Between Day 32 and Day 1: Attached to Sweet Scents

Having last month considered the function of the sense faculty of hearing, we consider the attachment to sweet scents.

Having completed self-amendment, the practitioner will see Many-Treasures Buddha emit a great bright golden-colored light. Shining everywhere in the eastern direction, and extending to worlds in all of the ten directions as well, it highlights innumerable buddhas whose bodies are the color of pure gold. In the skies in the eastern direction, these words will be richly intoned:

“Here is a buddha, a World-honored One, whose name is Splendid Virtue!26 Also here are innumerable buddhas emanated from him, sitting in the lotus posture on lion seats at the base of jewel trees. All of these World-honored Ones are engaged in the specialized focus of mind regarding their universal manifestation in any figure or form, and they are saying these words of praise: ‘Well done, you of good intent! Well done! You are now reciting and internalizing the Great Vehicle sutras! What you are taking to heart is the realm of buddhas!’ ”

After these words are spoken, Universal Sage Bodhisattva will once again expound a method of self-amendment for the practitioner’s sake:

“In your previous existences – throughout innumerable kalpas – because you so yearned for sweet scents, in every situation your evaluations of what you discerned were based upon attachment and you fell into the cycle of births and deaths (samsara).
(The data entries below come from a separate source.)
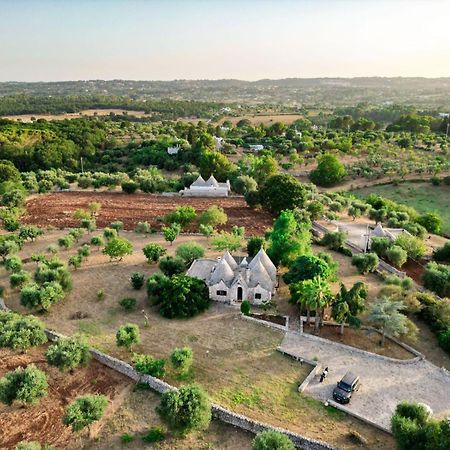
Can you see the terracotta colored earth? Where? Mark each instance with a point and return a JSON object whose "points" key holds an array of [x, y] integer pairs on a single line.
{"points": [[56, 209], [43, 422]]}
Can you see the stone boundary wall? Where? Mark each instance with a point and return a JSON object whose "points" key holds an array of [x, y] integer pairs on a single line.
{"points": [[382, 266], [223, 414], [267, 323], [358, 416], [255, 427], [363, 352], [366, 327]]}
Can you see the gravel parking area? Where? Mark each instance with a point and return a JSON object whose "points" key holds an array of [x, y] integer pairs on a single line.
{"points": [[384, 382]]}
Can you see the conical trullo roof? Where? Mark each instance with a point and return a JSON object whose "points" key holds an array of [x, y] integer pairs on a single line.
{"points": [[259, 275], [262, 257], [212, 181], [230, 260], [223, 272]]}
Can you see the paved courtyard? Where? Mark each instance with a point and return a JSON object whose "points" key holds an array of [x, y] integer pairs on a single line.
{"points": [[384, 382]]}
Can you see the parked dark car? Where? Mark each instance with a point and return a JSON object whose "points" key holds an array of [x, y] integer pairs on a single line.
{"points": [[344, 389]]}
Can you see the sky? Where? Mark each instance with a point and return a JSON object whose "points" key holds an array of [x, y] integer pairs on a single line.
{"points": [[51, 40]]}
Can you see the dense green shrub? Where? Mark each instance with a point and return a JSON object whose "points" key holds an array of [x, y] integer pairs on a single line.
{"points": [[272, 440], [26, 385], [20, 332], [255, 244], [137, 280], [128, 335], [85, 410], [396, 255], [442, 254], [329, 171], [436, 278], [178, 296], [245, 307], [190, 251], [185, 410], [155, 434], [148, 365], [68, 353], [182, 359], [365, 262], [128, 303], [334, 240], [170, 265]]}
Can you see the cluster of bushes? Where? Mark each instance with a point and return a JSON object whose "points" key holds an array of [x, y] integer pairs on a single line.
{"points": [[436, 313], [414, 429], [179, 296], [52, 280], [436, 278]]}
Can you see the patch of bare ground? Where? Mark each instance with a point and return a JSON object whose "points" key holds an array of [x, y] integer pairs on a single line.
{"points": [[56, 209], [43, 422], [137, 415], [236, 361]]}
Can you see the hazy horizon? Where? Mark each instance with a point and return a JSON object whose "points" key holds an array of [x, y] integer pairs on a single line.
{"points": [[245, 40]]}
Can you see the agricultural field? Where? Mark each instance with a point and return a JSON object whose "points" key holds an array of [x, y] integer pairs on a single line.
{"points": [[235, 360], [424, 197], [43, 422], [57, 210]]}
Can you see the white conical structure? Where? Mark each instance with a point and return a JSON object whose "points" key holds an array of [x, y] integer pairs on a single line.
{"points": [[262, 257]]}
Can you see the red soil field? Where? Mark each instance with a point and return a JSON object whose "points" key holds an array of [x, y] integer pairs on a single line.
{"points": [[43, 422], [56, 209]]}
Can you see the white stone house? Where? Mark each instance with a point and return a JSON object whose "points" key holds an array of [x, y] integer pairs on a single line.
{"points": [[218, 142], [234, 279], [173, 150], [255, 148], [208, 188]]}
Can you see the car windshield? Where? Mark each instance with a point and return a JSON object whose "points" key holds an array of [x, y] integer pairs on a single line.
{"points": [[344, 386]]}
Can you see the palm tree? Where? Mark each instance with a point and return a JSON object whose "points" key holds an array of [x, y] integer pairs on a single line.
{"points": [[315, 295], [385, 314]]}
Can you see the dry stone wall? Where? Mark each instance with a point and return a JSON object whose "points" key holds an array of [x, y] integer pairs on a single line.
{"points": [[218, 412]]}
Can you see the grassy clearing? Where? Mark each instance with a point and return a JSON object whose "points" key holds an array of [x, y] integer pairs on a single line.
{"points": [[235, 360], [422, 196]]}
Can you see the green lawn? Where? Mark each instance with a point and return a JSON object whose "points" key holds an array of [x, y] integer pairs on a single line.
{"points": [[422, 196]]}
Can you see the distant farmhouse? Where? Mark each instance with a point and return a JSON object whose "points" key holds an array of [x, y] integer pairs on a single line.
{"points": [[218, 142], [232, 279], [255, 148], [173, 150], [209, 188]]}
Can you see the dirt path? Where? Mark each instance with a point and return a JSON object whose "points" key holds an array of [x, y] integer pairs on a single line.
{"points": [[384, 383], [56, 209]]}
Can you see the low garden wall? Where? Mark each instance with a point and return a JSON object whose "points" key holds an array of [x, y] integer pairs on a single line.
{"points": [[223, 414], [267, 323]]}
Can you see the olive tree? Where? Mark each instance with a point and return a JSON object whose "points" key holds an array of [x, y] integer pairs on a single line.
{"points": [[26, 385]]}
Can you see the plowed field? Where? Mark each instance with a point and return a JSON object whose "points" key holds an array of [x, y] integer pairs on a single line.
{"points": [[56, 209], [43, 422]]}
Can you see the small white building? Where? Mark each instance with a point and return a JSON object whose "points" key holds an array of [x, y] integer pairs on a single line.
{"points": [[255, 148], [232, 279], [208, 188], [173, 150]]}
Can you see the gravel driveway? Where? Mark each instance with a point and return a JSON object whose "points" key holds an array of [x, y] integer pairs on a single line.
{"points": [[384, 382]]}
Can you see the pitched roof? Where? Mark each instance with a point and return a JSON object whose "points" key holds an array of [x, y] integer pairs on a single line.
{"points": [[199, 181], [212, 182]]}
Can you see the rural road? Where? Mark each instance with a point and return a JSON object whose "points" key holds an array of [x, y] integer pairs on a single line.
{"points": [[384, 383]]}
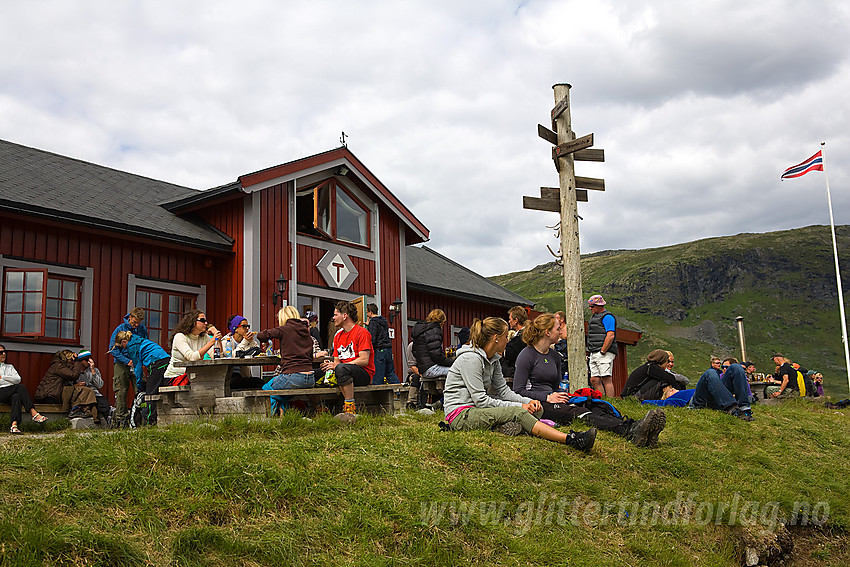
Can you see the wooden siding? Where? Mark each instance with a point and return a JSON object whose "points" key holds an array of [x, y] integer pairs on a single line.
{"points": [[274, 249], [309, 256], [227, 274], [112, 257]]}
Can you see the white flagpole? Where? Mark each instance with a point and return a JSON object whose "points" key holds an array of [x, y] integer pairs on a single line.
{"points": [[837, 272]]}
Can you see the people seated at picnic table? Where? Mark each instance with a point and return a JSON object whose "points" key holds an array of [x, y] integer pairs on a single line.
{"points": [[428, 345], [91, 378], [650, 380], [296, 351], [239, 340], [14, 393], [476, 395], [724, 389], [538, 375], [144, 353], [354, 358], [193, 338]]}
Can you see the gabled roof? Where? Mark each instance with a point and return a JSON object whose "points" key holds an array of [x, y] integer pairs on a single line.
{"points": [[429, 271], [330, 159], [51, 186]]}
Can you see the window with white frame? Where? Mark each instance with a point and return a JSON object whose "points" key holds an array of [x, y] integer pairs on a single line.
{"points": [[39, 304]]}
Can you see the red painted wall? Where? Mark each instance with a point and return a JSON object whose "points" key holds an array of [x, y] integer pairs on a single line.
{"points": [[112, 258]]}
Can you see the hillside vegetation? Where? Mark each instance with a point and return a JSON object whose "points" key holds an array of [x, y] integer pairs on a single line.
{"points": [[685, 298], [398, 491]]}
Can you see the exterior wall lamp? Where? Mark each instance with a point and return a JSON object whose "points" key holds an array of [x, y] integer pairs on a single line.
{"points": [[395, 309], [281, 289]]}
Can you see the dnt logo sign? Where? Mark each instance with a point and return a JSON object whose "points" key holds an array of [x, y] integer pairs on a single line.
{"points": [[337, 269]]}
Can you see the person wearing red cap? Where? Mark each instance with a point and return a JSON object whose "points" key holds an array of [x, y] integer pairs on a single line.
{"points": [[602, 345]]}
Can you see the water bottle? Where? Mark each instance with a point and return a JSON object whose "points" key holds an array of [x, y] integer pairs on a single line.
{"points": [[564, 386]]}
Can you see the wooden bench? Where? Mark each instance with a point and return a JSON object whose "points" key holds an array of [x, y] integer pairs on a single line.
{"points": [[380, 398]]}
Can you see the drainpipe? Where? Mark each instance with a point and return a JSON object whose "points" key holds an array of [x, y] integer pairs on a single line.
{"points": [[740, 321]]}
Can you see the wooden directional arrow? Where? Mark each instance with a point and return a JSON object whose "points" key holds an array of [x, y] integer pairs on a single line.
{"points": [[589, 155], [590, 183], [569, 147], [538, 204], [547, 134]]}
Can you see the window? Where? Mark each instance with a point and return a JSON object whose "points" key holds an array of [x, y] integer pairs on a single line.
{"points": [[163, 309], [330, 212], [42, 305]]}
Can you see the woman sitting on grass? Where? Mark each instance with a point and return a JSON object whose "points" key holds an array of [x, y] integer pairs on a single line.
{"points": [[651, 381], [476, 395], [538, 374], [12, 392]]}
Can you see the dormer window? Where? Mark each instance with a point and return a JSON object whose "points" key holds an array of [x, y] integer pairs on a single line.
{"points": [[330, 212]]}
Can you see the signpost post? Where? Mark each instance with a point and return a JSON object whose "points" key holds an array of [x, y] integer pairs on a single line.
{"points": [[568, 149]]}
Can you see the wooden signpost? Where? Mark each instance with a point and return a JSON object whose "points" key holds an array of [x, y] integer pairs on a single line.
{"points": [[568, 149]]}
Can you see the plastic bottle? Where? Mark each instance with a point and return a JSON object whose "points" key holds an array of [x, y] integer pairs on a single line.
{"points": [[564, 386]]}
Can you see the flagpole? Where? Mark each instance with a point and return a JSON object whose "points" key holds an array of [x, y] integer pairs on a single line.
{"points": [[837, 271]]}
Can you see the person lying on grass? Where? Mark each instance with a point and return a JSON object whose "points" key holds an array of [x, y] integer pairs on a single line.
{"points": [[539, 372], [476, 395]]}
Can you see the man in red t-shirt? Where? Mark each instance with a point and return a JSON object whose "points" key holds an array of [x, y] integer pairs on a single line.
{"points": [[354, 357]]}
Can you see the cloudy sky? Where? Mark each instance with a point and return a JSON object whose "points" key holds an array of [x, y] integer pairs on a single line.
{"points": [[698, 106]]}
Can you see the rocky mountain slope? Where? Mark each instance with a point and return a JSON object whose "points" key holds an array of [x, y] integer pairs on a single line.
{"points": [[685, 297]]}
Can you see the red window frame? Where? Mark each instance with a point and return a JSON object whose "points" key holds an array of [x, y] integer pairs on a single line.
{"points": [[332, 187], [59, 301]]}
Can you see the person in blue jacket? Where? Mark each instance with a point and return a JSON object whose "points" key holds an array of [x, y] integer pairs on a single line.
{"points": [[145, 353], [121, 383]]}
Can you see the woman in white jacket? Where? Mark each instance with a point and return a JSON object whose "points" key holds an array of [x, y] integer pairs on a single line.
{"points": [[12, 392]]}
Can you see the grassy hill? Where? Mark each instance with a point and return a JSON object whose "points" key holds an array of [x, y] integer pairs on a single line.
{"points": [[685, 298], [398, 491]]}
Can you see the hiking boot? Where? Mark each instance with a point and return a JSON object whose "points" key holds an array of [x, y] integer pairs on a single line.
{"points": [[583, 441], [644, 433], [735, 411], [511, 428]]}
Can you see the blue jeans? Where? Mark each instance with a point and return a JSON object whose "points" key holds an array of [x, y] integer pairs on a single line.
{"points": [[287, 382], [384, 367], [721, 394]]}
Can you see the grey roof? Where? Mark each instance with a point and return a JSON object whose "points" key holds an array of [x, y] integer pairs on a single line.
{"points": [[62, 188], [430, 271]]}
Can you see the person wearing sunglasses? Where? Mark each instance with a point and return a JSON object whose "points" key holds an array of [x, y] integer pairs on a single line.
{"points": [[193, 338], [14, 393], [240, 339]]}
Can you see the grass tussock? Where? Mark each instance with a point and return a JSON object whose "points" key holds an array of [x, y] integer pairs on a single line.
{"points": [[397, 491]]}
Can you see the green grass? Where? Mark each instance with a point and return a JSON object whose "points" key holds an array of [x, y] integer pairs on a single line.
{"points": [[295, 492]]}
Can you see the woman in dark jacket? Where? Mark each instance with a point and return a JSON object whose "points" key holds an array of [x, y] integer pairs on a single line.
{"points": [[651, 381], [428, 349], [60, 374]]}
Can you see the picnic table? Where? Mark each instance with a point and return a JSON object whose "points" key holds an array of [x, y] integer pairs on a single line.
{"points": [[209, 392]]}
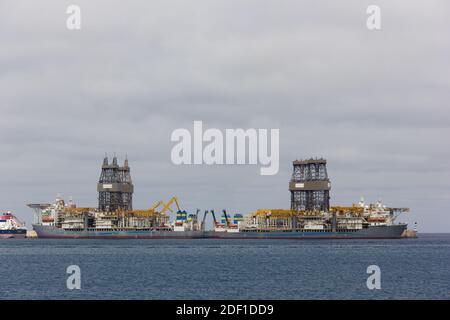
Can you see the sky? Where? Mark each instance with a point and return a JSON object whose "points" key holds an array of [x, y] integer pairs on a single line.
{"points": [[375, 104]]}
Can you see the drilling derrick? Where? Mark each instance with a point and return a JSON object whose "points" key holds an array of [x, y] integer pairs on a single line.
{"points": [[310, 186], [115, 188]]}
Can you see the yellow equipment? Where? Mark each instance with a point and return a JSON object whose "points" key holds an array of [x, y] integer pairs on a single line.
{"points": [[168, 204]]}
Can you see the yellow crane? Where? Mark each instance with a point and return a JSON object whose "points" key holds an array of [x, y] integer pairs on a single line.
{"points": [[169, 203]]}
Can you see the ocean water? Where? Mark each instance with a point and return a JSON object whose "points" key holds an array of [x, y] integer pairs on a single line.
{"points": [[233, 269]]}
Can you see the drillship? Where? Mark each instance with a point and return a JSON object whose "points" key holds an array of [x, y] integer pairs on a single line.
{"points": [[310, 215], [11, 227]]}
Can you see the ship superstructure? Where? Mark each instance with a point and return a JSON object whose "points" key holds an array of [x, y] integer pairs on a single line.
{"points": [[11, 227], [310, 215]]}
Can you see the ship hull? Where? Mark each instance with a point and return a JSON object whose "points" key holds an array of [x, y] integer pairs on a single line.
{"points": [[58, 233], [373, 232], [17, 234]]}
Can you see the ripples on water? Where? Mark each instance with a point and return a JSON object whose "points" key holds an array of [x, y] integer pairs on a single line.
{"points": [[221, 269]]}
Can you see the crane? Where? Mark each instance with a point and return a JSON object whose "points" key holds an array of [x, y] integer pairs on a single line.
{"points": [[214, 217], [226, 218], [203, 221], [168, 204], [158, 204]]}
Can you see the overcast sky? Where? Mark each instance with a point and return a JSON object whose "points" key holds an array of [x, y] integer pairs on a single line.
{"points": [[375, 104]]}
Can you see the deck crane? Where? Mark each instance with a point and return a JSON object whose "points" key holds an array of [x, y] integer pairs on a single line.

Accordingly, you must now contemplate the foundation of the Great Vehicle! The foundation of the Great Vehicle is the true reality of all things!

After hearing these words, the practitioner must cast his or her body to the ground and undertake further self-amendment. Having done so, the practitioner must then speak thus:

“Namaḥ Śākyamuni Buddha! Namaḥ stupa of Many-Treasures Buddha! Namaḥ all buddhas emanated from Śākyamuni Buddha in all of the ten directions!”

Having said this, he or she must universally pay homage thusly to the buddhas in the ten directions:

“Namaḥ Splendid Virtue Buddha of the East and all buddhas emanated from him!”

As if seeing each one of them with his or her own eyes, the practitioner should, with reverent thoughts, make offerings of incense and flowers. When finished paying homage, the practitioner must then formally kneel, place his or her palms together, and give praise to the buddhas with a variety of verses. After praising them, the practitioner must speak to matters of the ten harmful karmic actions and do self-amendment for his or her impurities. Having completed self-amendment, the practitioner should speak these words:

“In previous existences, throughout innumerable kalpas, I longed for scents, flavors, and contacts, and I produced many impurities. Throughout uncountable existences ever since, having such causes has resulted in my taking on various unsavory forms, being in hells and among hungry spirits and beasts, and being in faraway realms where there are wrong views. Today I avow harmful karmic acts like these! Taking refuge in the buddhas, masters of the correct Dharma, I acknowledge my impurities and I amend myself of them!”

When the self-amendment process is completed, the practitioner must again internalize and recite the Great Vehicle sutras without laziness of body or mind.

As a sort of follow-on for this peril of infatuation with scents, consider the Daily Dharma from Jan. 20, 2021, and its discussion of the Lotus Sutra’s attitude toward the sense of smell:

They also will be able to locate the Śrāvakas, Pratyekabuddhas, Bodhisattvas, and Buddhas by smelling their bodies from afar. Even when they recognize all this by smell, their organ of smell will not be destroyed or put out of order. If they wish, they will be able to tell others of the differences [of those scents] because they remember them without fallacy.

The Buddha gives this explanation to Constant-Endeavor Bodhisattva in Chapter Nineteen of the Lotus Sūtra, describing those who keep the Lotus Sūtra. Our sense of smell is often unconscious. We associate smells with places, experiences or even people that we like or dislike. These smells can even cause an emotional reaction by causing us to relive a situation associated with that smell. In the Lotus Sūtra, the Buddha teaches that our everyday experiences are no different from enlightenment, that his great wisdom is not about how to escape from this world. It is about how to use the senses and abilities with which we are blessed in ways we cannot imagine.